Fresh eyes from animals of known-ages were collected for 59 species. When eyes were received within two hours of death, the lenses were removed, weighed immediately and then stored on ice until further processed. For some species, lens protein contents were determined as described previously [6]. For the others and for the eyes received more than 2 h after death, lens dry weights were determined after fixing the lenses or whole eyes in 5% buffered formalin for a minimum of 2 weeks, followed by drying of the isolated lens at 80 °C until constant weight was achieved. Drying generally took 10–14 days.

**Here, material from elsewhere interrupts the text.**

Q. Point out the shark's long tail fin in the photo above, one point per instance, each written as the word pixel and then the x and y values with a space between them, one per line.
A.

Wet and/or dry weight data for 98 species were extracted from published studies which included information on the relationship between lens weight and age. Where the data were available only in graphical form, plots were scanned, magnified at least 10 fold and printed before the positions of points were measured to the nearest 0.5 mm with a ruler or to the nearest 0.1 mm using a computer’s MS Word ruler (Redmond, WA). The coordinates were then converted to ages and weights by reference to measurements from the axes. It was estimated that data obtained in this way were accurate to within 2%. Information on the gestational period, maximum possible life span and maximum normal bodyweight were obtained from a variety of sources, including the listings by Altman and Ditmer [7] and Grzimek [8].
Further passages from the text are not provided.